Tools of the nerd: tech stack
There’s several things to consider in this mission. First of all: what do I mean by ‘take control’? As a nerd, my first response is to be able to manage it in an environment I have complete (or as complete as possible) agency over. And that means: self-hosted.
So, what do I need for this? I’ll need a server somewhere connected to the Interwebz, and since I want control, it’ll have to be self managed. I could go for the expensive hardware of a self hosted rack server, but my needs are small currently, so I’ll settle for a Virtual Private Server (VPS) solution. Ah, it already has the word private in it, so I’m feeling better already. That feeling evaporates as soon as I realize that I’ll need to learn how to manage a server…
What services do I need to install and self-manage (boo!) on this private (yay!) server?
Known known data:
- Websites/weblogs: I’ve been dabbling with websites since 1993 (yes, I’m that old) and I’ve been a user of the open source WordPress CMS since version 0.7. I love it’s openness and user-friendlyless and the fact that it has a huge ecosystem that provides a lot of support and learning material. I have a number of domains and web projects that I’ve had hosted by the likes of MediaTemple and such, but managing the webserver part myself needs to be easy.
- E-mail: this is one of my biggest wishes, that for the personal domains I use and the e-mail addresses this provides to me and my family, I’m not only feeding Google’s and Apple’s and Yahoo’s and whatnot’s algorithms, but have complete ownership of my correspondence. But, e-mail is notoriously maintenance-heavy, mainly due to the security risks of having a badly configured and secured mailserver. But, if this is going to be a learning project for me, e-mail shold be part of my stack.
- Documents, images, video’s: my personal cloud storage for documents. There’s several services dedicated to this, but many monetize your data and your useage of that service as well (like uploading your video’s to youtube, for instance).
- Backup storage: data I don’t want to lose will need to be backed up somewhere I can access them if necessary.
Known unknown data:
This is a tricky category, as a lot of this data it tied to services like Facebook, Apple etc. and are notoriously difficult to detatch. So, in the spirit of ‘taking control over my data’ I’ll be looking into ways to minimize the third party control over my data in their systems and ways to migrate my data from third party services to self-hosted alternatives.

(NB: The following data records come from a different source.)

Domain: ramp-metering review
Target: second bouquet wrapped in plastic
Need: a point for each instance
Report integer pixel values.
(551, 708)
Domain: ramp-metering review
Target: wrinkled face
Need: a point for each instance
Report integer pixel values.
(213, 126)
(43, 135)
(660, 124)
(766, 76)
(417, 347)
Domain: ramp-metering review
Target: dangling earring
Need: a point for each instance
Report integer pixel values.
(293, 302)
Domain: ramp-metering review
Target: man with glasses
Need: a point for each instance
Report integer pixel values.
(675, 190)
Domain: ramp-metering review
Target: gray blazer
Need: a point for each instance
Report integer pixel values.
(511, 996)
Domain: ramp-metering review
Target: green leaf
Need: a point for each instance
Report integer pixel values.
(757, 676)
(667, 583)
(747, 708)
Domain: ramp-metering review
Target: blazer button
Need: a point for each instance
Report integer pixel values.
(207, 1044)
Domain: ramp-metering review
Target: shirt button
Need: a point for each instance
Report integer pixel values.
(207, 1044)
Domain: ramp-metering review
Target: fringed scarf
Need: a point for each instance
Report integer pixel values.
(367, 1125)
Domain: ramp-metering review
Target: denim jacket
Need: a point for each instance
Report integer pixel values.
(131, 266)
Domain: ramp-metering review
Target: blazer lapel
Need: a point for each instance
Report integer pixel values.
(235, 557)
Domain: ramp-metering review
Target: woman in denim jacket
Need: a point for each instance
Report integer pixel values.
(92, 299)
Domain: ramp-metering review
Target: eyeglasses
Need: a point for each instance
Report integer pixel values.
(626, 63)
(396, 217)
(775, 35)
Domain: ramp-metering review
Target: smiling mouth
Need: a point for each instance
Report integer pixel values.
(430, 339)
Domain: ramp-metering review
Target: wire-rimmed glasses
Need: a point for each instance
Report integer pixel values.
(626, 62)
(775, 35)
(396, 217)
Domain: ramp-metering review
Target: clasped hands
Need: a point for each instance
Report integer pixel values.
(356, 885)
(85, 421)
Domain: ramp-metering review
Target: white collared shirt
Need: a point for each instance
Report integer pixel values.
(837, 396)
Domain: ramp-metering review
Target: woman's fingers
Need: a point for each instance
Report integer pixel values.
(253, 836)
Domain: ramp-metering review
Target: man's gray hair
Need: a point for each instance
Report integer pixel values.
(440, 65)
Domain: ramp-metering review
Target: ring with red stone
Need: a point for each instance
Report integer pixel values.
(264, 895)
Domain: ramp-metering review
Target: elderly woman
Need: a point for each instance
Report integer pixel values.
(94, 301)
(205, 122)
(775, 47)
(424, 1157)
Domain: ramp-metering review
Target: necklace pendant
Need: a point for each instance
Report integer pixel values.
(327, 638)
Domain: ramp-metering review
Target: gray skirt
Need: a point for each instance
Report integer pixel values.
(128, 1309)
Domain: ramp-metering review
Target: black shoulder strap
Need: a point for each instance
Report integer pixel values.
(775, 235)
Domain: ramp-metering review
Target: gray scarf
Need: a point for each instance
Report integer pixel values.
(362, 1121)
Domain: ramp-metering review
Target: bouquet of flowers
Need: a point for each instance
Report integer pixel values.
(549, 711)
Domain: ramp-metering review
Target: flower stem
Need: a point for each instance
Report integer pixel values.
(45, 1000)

- Facebook is at the top of my list. Because it’s got a terrible track record, because a lot of the time I’m on it I’m not really enjoying it, and because they’re just evil and I’m enabling their evil by remaining on their services.
- Amazon is a nice second to look into.
- Google services, because of their incredible farreaching scope.
- Apple services. I’m an Apple fanboy and their integration is really tight but user friendly, so this’ll be especially hard.
- Other services I use(d).
- Special attention will go to medical data and smart home data. Because this is what I strive to empower everyone to be able to do. So I’ll see what I can do myself.
So here I’ll look into what (meta)data the services I use gather and store about me, what the level of control is I have over that data, what the alternatives are, whether there are self-hosted alternatives, and what the consequences will be.
Unknown unknown data:
In this part I’ll research who has what kind of data points on me, and what I can do to minimize the potential damage that data might do to me and my family, as well as to see what kind of control I can exert on that data.